Les instruments de musique sont comme les acteurs au cinéma, qui changent de rôle, qui changent de personnage selon les films, mais qui, en même temps, apportent chaque fois ce qu’ils sont: à la fois leur physique, leur voix, leur style personnels, et la mémoire des rôles qu’ils ont joués dans d’autres films. 

Quand vous voyez Marilyn Monroe dans Les Désaxés (The Misfits, 1961), c’est bien elle que vous voyez et pas une autre, en même temps que vous pouvez vous souvenir du petit rôle qu’elle jouait, onze ans auparavant, dans Quand la ville dort (Asphalt Jungle, 1950) du même John Huston. Et quand vous écoutez le saxophone de Wayne Shorter, il vous rappelle celui de John Coltrane et, avant lui, celui de Charlie Parker. Et vous pouvez aimer ou ne pas aimer Marilyn Monroe, comme vous pouvez l’aimer dans le rôle qu’elle joue ici et pas dans celui qu’elle joue là. Et pareil pour le saxophone, qui est toujours le même dans les mains des artistes qui en jouent tour à tour.

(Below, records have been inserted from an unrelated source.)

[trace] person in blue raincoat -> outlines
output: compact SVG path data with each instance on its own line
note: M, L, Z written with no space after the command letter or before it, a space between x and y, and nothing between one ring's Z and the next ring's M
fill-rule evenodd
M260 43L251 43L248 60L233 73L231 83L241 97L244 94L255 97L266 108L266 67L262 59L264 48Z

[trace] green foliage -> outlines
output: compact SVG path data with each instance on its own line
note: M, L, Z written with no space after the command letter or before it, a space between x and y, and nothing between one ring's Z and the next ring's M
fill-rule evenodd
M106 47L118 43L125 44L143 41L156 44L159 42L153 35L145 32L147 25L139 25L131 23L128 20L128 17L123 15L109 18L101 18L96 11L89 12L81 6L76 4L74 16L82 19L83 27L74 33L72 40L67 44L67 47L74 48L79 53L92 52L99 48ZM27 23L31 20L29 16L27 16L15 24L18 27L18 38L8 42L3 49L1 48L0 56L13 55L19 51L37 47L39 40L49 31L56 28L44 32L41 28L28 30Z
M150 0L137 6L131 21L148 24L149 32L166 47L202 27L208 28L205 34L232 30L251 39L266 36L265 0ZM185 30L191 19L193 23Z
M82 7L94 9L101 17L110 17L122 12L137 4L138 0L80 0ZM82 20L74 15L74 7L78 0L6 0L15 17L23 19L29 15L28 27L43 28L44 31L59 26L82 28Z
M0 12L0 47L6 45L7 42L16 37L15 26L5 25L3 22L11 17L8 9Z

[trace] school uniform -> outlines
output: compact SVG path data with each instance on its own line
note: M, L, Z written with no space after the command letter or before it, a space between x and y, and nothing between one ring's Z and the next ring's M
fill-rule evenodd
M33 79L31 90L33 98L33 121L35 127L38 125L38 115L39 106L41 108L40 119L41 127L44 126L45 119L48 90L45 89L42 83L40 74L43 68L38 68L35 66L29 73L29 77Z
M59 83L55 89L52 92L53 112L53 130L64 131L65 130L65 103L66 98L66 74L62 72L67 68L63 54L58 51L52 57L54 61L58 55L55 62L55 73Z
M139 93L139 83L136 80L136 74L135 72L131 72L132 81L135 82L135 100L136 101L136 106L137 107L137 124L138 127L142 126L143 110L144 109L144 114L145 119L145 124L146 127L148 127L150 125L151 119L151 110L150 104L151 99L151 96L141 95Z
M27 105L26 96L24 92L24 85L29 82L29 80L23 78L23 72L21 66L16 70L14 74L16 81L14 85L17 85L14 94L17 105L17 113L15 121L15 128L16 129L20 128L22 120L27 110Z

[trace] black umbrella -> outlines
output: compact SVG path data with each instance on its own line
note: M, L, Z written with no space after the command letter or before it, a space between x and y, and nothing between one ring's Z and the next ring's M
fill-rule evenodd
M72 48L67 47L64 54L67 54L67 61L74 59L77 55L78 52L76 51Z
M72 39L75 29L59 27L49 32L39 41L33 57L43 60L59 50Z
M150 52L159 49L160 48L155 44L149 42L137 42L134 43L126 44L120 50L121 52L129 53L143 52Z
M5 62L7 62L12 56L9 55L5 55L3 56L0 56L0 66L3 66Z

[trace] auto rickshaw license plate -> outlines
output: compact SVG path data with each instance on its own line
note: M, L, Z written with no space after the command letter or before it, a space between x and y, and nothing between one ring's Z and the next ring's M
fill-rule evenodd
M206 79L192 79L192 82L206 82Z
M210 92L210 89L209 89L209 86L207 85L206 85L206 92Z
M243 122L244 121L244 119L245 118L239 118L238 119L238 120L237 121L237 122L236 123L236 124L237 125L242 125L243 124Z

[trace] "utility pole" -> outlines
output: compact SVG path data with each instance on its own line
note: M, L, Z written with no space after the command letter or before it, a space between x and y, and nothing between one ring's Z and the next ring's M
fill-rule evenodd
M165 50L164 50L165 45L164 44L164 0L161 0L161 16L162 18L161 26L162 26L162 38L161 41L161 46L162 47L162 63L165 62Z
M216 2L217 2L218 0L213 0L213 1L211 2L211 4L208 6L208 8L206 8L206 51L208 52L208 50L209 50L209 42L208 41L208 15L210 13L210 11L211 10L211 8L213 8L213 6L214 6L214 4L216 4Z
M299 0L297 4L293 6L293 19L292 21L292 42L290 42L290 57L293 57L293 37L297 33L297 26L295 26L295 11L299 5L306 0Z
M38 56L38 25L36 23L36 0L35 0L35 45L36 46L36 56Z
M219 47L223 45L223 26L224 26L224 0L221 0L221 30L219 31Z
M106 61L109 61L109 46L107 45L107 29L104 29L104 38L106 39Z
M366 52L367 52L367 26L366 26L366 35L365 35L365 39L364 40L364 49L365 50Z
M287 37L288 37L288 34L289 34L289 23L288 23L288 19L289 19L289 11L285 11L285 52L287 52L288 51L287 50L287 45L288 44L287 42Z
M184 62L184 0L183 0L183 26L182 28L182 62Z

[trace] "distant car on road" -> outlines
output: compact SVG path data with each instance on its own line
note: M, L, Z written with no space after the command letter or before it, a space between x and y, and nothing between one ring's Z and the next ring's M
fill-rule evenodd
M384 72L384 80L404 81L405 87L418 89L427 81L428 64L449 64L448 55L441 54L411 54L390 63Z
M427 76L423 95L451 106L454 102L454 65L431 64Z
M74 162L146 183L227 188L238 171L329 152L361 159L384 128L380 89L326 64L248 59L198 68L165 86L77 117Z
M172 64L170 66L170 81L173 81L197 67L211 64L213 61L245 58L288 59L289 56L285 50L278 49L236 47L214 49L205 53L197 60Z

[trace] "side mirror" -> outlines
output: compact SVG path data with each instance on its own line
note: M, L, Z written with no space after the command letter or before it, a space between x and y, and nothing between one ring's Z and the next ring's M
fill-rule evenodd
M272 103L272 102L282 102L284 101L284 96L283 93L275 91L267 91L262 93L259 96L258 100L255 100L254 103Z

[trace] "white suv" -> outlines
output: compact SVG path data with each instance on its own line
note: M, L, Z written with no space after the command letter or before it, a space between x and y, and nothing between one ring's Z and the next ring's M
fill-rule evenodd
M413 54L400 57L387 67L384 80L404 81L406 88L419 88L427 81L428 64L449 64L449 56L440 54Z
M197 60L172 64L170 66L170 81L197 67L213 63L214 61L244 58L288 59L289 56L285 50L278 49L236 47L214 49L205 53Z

J’essaie de dire, à propos de la musique, les choses les plus simples, les plus évidentes. Qui touchent à des questions de style.

16 mars 2024

Quand nous courons assister à un concert de musique baroque, quand nous achetons un album de musique soul ou un roman policier, ce n’est pas d’abord parce que la tête d’affiche nous paraît le mériter mais, dans l’immense majorité des cas, parce que nous aimons la musique baroque, la musique soul ou les romans policiers. Parce que ces genres musicaux ou littéraires, parce que ces styles d'écriture parlent à notre sensibilité. Et ce qui nous retient dans ces formes d’expression, nous ne sommes pas les seuls à y être sensibles. Pour autant, il est difficile de le nommer, de le décrire, même de l’évoquer. Il est difficile d’en parler. Sans doute, d’autres que nous le font-ils, ou s’efforcent-ils de le faire. Ce sont des spécialistes. Mais eux-mêmes ne le font qu’après-coup, parce que d’abord ils ont été émus. Et ce qu’ils en disent, dans des magazines, parfois dans des livres savants, ne suffit jamais à rendre compte de l’impression, encore moins à l’expliquer. Tout juste à rendre l’impression plus claire, plus distincte. Et d’ailleurs, dans leur immense majorité, les amateurs ne lisent pas les articles en question, ils ne veulent pas savoir, il leur suffit d’aimer.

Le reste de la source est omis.